Tourism Industry Association policy and research manager Simon Wallace said that in the context of wider taxes such as the British air passenger duty, the emissions scheme created more of a barrier for visitors travelling long-haul.
Britain's air passenger duty was £93 ($175.56) per adult travelling to New Zealand or Australia - the most expensive of four bands of charges.
"I think when you then add the levies that are being imposed under the EU emissions trading scheme, it's just adding so many more taxes to the ticket price," Wallace said.
"And what the tourism industry says is that anything that's going to add more taxes to the overall ticket price is a barrier to travel."
The number of short-term visitors from Britain fell 1.7 per cent last year to 230,316, although visitors from Europe overall rose 2.6 per cent to 468,942.
Airlines were investing heavily in fuel-efficient aircraft and bio-fuels were being trialled, Wallace said.
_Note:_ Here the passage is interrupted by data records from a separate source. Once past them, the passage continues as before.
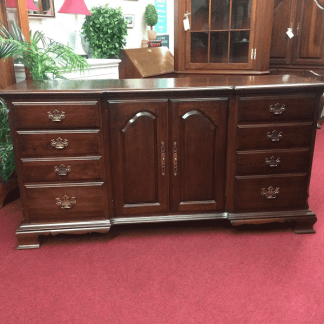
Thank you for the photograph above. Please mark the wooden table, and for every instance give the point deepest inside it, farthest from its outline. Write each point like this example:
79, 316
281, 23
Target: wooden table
93, 154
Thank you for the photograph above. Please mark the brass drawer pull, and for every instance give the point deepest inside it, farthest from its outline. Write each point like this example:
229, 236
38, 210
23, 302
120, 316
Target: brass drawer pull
175, 159
59, 143
273, 161
163, 158
56, 116
270, 193
274, 136
62, 170
277, 109
65, 202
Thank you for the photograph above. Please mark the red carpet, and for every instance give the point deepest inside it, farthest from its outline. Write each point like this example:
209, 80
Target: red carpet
168, 273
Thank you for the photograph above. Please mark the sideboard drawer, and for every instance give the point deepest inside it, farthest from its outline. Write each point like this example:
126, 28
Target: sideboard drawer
67, 114
58, 144
78, 169
65, 202
270, 162
271, 193
277, 108
277, 136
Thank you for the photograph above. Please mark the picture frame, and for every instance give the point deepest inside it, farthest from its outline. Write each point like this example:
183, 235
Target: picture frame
130, 20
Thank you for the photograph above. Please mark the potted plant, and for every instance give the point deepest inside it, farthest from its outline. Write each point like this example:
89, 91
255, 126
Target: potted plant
105, 31
45, 59
151, 19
"We should be creating the incentives for people to travel and you have to wonder sometimes whether because of the financial situation within the EU that this is just not another way to raise revenue."
House of Travel retail director Brent Thomas said the UK departure tax meant more people flew from continental Europe to avoid the charge.
"Will it [emission trading scheme] stop tourism? No," Thomas said. "However it can change behaviours in terms of where people come and go from."
The range of pricing heading to Europe, depending on time of travel, ranged from about $1900 up to $3000, Thomas said.
At least 27 countries, including the United States, Russia and India, are expected to attend a meeting in Moscow this week to discuss counter-measures against the EU's emissions trading system.
China and India have asked airlines to rebuff demands from the EU for data needed to fix emissions payments.
A China aviation body said the move could cost Chinese airlines as much as 800 million yuan this year.
Markus Ederer, the EU's ambassador to China, said based on the fact that airlines would get free permits for some emissions, the system would lift Beijing to Brussels ticket prices by 17.50 yuan ($3.30).
"I leave it to you to make a judgment on whether this is too much for saving the Earth," Ederer said.
Singapore Airlines chief executive Goh Choon Phong said the issue was that the EU was charging based on the whole journey and whether they should be imposing anything out of the European airspace.
"The whole principle doesn't make sense," Phong said.
Tom Enders, chief executive of Airbus SAS, said what started out as an environmental solution had become a source of potential trade conflict.
"That should be a worry for all of us."